Piel de mujer (2 de 2)

Piel de mujer (2 de 2)

POR YLONKA NACIDIT-PERDOMO
En el principio la mujer tocó las puertas del tiempo. Sólo conoce lo que ha visto, lo que ha vivido. Lo absoluto le es incognoscible, independiente de la razón; entra en contacto con todas las cosas. El día no ha cesado ni la noche tampoco. Se desorienta, sufre equivocaciones. La mujer libre de toda enajenación descubre la armonía con lo absoluto y los contrarios. Está lo ideal, lo objetivo, lo subjetivo, lo real, lo infinito y lo finito como excelencia de la unidad, como raíz de los principios opuestos.

Lo que mira la mujer, en principio, es un modo abstracto de caracteres de valor. Lo que mira carece de conciencia. Ella siendo otra distinta revela el presente, lo patente e inteligible que alcanza su ser. Hurga en lo más profundo, averigua sobre lo oculto, sobre lo impenetrable. Ella está ante la historia ligada a los acuerdos o desacuerdos entre lo real y lo ficticio.

La poesía en principio fue una insolencia del ser en el otro, alguna semejanza conmigo, estar amorosamente juntos (el yo y el otro), imaginariamente hacerse en el otro, no evasión de sí, sino prójimo, ser humano parecido al mío.

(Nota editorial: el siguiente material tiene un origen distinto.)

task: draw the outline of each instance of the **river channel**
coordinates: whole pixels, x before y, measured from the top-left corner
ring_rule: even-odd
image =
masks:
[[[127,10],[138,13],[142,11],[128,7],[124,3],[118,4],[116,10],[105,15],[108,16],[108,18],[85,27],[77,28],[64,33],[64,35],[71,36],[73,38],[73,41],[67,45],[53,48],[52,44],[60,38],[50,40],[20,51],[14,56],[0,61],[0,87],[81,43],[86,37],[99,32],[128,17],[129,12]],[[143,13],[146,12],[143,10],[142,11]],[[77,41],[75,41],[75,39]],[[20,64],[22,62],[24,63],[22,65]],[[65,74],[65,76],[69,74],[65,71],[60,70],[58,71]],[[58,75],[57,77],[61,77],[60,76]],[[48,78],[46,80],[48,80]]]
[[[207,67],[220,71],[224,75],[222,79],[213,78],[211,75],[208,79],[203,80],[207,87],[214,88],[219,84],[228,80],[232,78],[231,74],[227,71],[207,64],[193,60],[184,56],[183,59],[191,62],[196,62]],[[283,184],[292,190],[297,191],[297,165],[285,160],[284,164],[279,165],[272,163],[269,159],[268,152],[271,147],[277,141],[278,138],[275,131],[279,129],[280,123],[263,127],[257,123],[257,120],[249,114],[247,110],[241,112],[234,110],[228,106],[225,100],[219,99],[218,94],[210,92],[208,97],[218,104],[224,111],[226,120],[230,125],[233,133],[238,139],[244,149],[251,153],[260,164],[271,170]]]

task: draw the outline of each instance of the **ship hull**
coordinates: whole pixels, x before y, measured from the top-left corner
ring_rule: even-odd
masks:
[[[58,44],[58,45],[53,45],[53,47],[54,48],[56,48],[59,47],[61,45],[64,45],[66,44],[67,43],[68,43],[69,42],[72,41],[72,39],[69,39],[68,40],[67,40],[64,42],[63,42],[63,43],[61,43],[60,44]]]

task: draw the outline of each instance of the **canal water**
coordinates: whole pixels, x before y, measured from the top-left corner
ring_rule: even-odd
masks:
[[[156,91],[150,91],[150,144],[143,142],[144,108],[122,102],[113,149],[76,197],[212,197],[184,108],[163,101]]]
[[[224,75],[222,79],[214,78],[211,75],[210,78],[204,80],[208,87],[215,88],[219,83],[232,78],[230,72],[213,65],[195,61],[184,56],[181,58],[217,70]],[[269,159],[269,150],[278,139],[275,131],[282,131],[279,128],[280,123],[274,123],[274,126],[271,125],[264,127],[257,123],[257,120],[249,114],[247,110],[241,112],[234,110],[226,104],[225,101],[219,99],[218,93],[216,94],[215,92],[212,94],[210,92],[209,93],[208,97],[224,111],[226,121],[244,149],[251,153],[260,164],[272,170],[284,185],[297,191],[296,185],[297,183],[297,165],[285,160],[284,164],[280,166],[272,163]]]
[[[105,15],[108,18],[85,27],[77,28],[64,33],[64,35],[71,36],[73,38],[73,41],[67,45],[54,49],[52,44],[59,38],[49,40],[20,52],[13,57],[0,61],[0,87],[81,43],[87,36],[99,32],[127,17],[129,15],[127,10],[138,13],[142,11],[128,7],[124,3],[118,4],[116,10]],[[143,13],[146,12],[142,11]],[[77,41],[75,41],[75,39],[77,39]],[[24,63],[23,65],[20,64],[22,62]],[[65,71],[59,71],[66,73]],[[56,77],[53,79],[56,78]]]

La mujer, en principio, fue una exploradora del universo que obedece a conceptos profundos, a «verdades» eternas e inmutables.

No sé si la mujer está sometida al Universo del yo, o al yo del Universo, si la vida es una aventura para descubrir los abismos de su alma junto a voces, rostros y gestos de seres opacos que la imaginan en fantasías oníricas.

La mujer es quizás (como abstracción) un sujeto puramente sensitivo, un sujeto psíquico, un personaje legítimo en el decurso de la vida que a través de la mirada expresa su mundo subjetivo.

La mujer posee una sugestividad mágica, una intuición fantástica que le permite agudizar su percepción del mundo que la rodea. Es como un ave que en la cima de una montaña puede «ver» la universalidad concreta en su danza verbal, los rincones del alma como un cuadro entrañable en el paisaje. Su palabra es una montaña, el olor del recuerdo, un hogar de instantes sublimemente vasto, espacio, tiempo, nosotros, lo que somos: transitoriedad, porque vivimos en una vidriera de lágrimas y barro.

Aún en el tercer milenio oiremos decir que la mujer posee un espíritu sensible arrojado a esa metáfora eterna de las antinomías, de las contradicciones. Arrojada a los juegos infinitos del sueño o a siniestras pesadillas desde donde puede escribir las letras del azar, lo indefinido en sus habitaciones literarias donde toma a la verdad ajedrecísticamente como posibilidad metafísica o retorno a la memoria que somos.

Y más aún los seres humanos continuarán encerrados en el enigma de la muerte, en el laberinto de su presencia en la tierra con frío, con sed, con hambre. No existirá la inmovilidad ni la permanencia. Habrá círculos y triángulos para sus máquinas, para sus objetos ideales, para el confuso caos de la apariencia y la fenomenología.

Sin embargo, el reino de la mujer, seguirá intacto. Ella será el refugio invulnerable del tiempo, la vida diurna de los secretos, el regreso, la vuelta al mito, a la ficción como espíritu encarnado.

Entonces desde mi ventana seré testigo activo de lo que mis ojos ven, en mi soledad nocturna, cálida y secreta, diferente y gris, sin la histeria de un médium, sin ser heroína ni mártir de una época.

Es como diría Annie Leclerc: «Toda mujer que quiera poseer una escritura que le sea propia no puede soslayar esta urgencia extraordinaria: inventar a la mujer» para que pueda advenir la que sí soñó Rimbaud al decir: «Cuando se haya roto la infinita esclavitud de la mujer, cuando ella viva para ella y por ella, también será poeta».